To execute MHM2, run the mhm2.py script located at install/bin. Most parameters have sensible defaults, so it is possible to run with only the read FASTQ files specified, e.g. to run with two interleaved reads files, lib1.fastq and lib2.fastq, you could execute:要执行 MHM2,请运行位于 install/bin 的 mhm2.py 脚本。大多数参数都有合理的默认值,因此可以仅使用指定的读取 FASTQ 文件运行,例如要使用两个交错读取文件 lib1.fastq 和 lib2.fastq 运行,您可以执行:

mhm2.py -r lib1.fastq,lib2.fastq

A list of all the command line options can be found by running with -h. Because mhm2.py is a python script that wraps the UPC++ binary, mhm2, there will be two levels of options, one from the python script, and one from the binary. Some of the options have a short form (a single dash with a single character) and a long form (starting with a double-dash). In the options described below, where both a short form and a long form exist, they are separated by a comma. The type of the option is indicated as one of STRING (a string of characters), INT (an integer), FLOAT (a floating point value) or BOOL (a boolean flag). For BOOL, the option can be given as truefalseyesno01, or omitted altogether, in which case the option will be true, and if an option is specfied, the = must be used, e.g.通过运行 -h 可以找到所有命令行选项的列表。由于 mhm2.py 是包装 UPC++ 二进制文件 mhm2 的 Python 脚本,因此将有两层选项,一层来自 Python 脚本,一层来自二进制文件。某些选项具有短形式(带有单个字符的单破折号)和长形式(以双破折号开头)。在下面描述的选项中,如果同时存在短形式和长形式,则它们之间用逗号分隔。选项的类型指示为 STRING(字符串)、INT(整数)、FLOAT(浮点值)或BOOL(布尔标志)。对于 BOOL,选项可以指定为 truefalseyesno、 、1,或完全省略,在这种情况下选项将为 true,如果指定了选项,则必须使用 = ,例如

mhm2.py --checkpoint=false

By default, the run will generate files in a specific output directory (see the --output option below). At a minimum, this will include the following files:默认情况下,运行将在特定输出目录中生成文件(请参阅下面的 --output 选项)。至少,这将包括以下文件:

  • final_assembly.fasta: the contigs for the assembly, in FASTA format.final_assembly.fasta:装配体的重叠群,采用 FASTA 格式。
  • mhm2.log: a log file containing details about the run, including various quality statistics, details about the assembly process and timing information.mhm2.log:包含有关运行的详细信息的日志文件,包括各种质量统计数据、有关组装过程的详细信息和计时信息。
  • mhm2.config: a configuration file containing all the non-default options used for the run.mhm2.config:包含运行时使用的所有非默认选项的配置文件。
  • per_thread: a subdirectory containing per-process files that record memory usage and debugging information in Debug mode.per_thread:包含每个进程文件的子目录,这些文件记录调试模式下的内存使用情况和调试信息。

In addition, many more files may be generated according to which command-line options are specified.

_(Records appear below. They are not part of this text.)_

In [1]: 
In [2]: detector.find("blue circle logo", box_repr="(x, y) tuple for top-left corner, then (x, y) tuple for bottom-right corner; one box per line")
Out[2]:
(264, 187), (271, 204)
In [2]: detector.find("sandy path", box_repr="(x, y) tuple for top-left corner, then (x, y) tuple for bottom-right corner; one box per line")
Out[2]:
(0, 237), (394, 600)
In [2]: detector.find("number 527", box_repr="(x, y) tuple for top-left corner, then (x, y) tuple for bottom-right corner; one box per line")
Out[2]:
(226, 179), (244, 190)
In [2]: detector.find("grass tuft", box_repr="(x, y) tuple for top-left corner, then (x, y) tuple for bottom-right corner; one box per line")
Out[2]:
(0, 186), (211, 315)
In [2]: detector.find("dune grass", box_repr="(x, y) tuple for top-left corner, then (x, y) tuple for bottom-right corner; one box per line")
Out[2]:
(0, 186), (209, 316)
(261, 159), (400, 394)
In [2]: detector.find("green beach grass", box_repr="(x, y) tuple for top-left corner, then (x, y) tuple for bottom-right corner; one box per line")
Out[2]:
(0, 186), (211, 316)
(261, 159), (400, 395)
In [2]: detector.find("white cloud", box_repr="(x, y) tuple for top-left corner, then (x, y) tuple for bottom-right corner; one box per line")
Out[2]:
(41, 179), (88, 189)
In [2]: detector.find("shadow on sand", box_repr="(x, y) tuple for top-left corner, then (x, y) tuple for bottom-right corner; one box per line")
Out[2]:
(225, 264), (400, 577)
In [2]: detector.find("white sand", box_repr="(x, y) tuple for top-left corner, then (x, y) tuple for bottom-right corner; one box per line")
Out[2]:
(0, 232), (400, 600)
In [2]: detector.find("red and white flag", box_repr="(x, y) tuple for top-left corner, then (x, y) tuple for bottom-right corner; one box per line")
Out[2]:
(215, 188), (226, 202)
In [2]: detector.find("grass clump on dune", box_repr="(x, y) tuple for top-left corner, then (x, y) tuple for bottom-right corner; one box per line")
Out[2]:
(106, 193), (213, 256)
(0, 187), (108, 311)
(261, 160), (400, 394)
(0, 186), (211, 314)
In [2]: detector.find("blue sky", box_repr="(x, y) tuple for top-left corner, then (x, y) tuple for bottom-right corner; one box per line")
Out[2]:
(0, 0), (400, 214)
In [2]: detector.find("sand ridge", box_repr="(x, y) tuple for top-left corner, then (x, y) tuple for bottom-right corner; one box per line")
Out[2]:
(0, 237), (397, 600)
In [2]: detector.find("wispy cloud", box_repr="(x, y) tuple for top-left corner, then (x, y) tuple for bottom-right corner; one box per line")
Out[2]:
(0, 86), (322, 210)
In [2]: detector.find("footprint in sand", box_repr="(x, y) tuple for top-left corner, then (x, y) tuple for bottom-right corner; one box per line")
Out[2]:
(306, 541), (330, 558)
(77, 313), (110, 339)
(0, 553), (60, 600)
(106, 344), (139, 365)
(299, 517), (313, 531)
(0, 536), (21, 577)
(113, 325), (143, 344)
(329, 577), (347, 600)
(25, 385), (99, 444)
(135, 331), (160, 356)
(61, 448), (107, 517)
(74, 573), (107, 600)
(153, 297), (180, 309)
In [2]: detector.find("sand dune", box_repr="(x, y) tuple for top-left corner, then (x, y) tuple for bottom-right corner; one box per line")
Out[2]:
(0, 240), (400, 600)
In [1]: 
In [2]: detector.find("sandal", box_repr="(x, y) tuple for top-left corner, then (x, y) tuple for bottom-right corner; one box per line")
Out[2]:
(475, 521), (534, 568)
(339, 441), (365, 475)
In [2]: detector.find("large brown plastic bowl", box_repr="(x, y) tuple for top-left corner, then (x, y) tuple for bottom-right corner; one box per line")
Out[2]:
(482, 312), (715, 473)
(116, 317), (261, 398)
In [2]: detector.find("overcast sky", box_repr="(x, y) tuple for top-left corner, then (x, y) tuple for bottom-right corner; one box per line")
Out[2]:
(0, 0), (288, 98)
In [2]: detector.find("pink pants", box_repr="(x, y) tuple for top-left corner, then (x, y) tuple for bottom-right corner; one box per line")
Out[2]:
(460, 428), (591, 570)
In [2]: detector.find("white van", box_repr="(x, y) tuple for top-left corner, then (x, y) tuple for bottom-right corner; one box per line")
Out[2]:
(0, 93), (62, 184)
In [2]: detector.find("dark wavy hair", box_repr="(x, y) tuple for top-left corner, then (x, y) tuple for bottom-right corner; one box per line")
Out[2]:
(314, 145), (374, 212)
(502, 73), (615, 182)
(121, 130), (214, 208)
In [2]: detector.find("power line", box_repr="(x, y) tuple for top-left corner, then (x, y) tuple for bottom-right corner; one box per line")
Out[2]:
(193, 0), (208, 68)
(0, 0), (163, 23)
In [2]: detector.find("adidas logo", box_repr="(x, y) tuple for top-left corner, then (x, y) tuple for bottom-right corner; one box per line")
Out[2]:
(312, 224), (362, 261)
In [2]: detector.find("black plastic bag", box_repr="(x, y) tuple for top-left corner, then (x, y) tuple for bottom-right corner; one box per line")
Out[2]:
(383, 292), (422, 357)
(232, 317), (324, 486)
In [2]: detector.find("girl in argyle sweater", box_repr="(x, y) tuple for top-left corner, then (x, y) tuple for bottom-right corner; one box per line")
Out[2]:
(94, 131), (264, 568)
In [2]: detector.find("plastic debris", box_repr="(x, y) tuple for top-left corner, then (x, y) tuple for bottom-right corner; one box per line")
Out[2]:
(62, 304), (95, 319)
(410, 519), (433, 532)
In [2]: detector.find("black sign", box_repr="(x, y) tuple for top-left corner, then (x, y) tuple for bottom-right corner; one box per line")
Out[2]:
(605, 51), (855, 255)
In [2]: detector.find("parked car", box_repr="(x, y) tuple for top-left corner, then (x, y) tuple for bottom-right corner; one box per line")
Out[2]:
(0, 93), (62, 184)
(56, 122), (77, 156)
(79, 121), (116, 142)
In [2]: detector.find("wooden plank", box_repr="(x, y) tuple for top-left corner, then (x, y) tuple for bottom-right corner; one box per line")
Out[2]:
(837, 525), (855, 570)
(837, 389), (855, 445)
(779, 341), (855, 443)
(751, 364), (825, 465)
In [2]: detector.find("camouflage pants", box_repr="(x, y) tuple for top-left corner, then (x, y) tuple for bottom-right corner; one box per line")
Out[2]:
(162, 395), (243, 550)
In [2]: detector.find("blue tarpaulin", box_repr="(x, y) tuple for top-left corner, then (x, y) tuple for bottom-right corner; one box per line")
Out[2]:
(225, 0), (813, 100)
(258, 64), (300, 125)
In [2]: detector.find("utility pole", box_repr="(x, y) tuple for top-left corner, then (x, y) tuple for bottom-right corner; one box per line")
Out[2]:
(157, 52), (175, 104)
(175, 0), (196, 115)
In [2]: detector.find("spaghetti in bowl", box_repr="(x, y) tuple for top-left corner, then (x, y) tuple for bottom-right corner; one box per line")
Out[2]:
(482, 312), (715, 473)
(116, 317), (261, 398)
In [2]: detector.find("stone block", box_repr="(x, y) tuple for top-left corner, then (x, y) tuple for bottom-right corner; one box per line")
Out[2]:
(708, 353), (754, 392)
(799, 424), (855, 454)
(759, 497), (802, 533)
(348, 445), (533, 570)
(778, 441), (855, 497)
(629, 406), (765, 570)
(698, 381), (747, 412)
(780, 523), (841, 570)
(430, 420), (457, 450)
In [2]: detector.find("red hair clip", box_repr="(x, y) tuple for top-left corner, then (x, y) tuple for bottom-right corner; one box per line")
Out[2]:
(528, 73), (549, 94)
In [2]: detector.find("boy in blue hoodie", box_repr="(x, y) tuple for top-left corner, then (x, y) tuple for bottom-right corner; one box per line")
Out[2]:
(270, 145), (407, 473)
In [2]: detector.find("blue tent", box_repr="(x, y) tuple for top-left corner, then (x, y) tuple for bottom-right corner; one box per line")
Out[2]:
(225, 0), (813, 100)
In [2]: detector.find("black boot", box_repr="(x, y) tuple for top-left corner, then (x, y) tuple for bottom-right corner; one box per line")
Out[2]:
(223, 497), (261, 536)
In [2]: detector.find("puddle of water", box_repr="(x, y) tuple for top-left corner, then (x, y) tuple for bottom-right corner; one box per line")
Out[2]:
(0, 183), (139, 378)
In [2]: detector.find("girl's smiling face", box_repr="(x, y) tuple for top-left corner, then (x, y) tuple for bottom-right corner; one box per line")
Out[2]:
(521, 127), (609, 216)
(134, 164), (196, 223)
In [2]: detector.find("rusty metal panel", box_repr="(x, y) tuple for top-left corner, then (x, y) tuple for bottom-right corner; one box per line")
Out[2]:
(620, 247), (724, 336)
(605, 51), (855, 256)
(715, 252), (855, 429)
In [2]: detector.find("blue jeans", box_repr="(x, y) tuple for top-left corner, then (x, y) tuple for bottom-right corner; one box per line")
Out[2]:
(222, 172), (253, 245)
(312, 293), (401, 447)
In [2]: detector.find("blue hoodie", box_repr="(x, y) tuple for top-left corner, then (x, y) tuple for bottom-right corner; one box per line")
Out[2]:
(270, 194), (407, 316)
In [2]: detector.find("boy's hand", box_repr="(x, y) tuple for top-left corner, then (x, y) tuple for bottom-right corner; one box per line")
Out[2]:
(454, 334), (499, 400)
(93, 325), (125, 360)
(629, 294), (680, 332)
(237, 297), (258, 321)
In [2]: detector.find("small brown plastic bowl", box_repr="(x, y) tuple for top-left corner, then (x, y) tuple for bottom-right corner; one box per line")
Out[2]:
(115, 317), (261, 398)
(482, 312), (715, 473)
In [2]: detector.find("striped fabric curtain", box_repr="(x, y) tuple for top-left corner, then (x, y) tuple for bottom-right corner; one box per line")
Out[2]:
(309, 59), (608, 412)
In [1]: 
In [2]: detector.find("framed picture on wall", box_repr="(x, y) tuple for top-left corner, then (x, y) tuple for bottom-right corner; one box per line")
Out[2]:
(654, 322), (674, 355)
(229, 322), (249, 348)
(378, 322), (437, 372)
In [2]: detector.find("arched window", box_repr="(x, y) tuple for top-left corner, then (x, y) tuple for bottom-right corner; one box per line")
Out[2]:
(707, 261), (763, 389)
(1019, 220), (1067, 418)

These are described in detail below where relevant.此外,根据指定的命令行选项,还可以生成更多文件。下面将在相关的地方详细描述这些内容。

The mhm2 binary can be executed directly using upcxx-runsrun or another suitable launcher. Generally we recommend using mhm2.py, because it takes care of many facets of starting the executable in a given environment and provides additional functionality, e.g. automatically restarting on errors, easily enabling communication tracing, etc.mhm2 二进制文件可以使用 upcxx-runsrun 或其他合适的启动器直接执行。一般来说,我们建议使用 mhm2.py,因为它负责在给定环境中启动可执行文件的许多方面,并提供附加功能,例如出错时自动重启、轻松启用通信跟踪等。

Basic options 基本选项 

These are the most commonly used options.这些是最常用的选项。

The input files of reads are specified with either -r-p, or -u. At least one of these options must be specified. When running on a Lustre file system (such as on OLCF's Frontier), it is recommended that all input files be striped to ensure adequate I/O performance. Usually this means first striping a directory and then moving files into it, e.g. for a file reads.fastq:读取的输入文件由 -r-p 或 -u 指定。必须至少指定这些选项之一。当在Lustre文件系统上运行时(例如在OLCF的Frontier上),建议对所有输入文件进行条带化以确保足够的I/O性能。通常这意味着首先分割一个目录,然后将文件移入其中,例如对于文件 reads.fastq

mkdir data
lfs setstripe -c 72 data
mv reads.fastq data

-r, --reads STRING,STRING,...

A collection of names of files containing interleaved paired reads in FASTQ format. Multiple files must be comma-separated, or can be separated by spaces. For paired reads in separate files, use the -p option. For unpaired reads, use the -u option. Long lists of read files can be set in a configuration file and loaded with the --config option, to avoid having to type them in on the command line.包含 FASTQ 格式的交错配对读取的文件名称的集合。多个文件必须以逗号分隔,或者可以用空格分隔。对于单独文件中的配对读取,请使用 -p 选项。对于不配对的读取,请使用 -u 选项。可以在配置文件中设置读取文件的长列表并使用 --config 选项加载,以避免在命令行中输入它们。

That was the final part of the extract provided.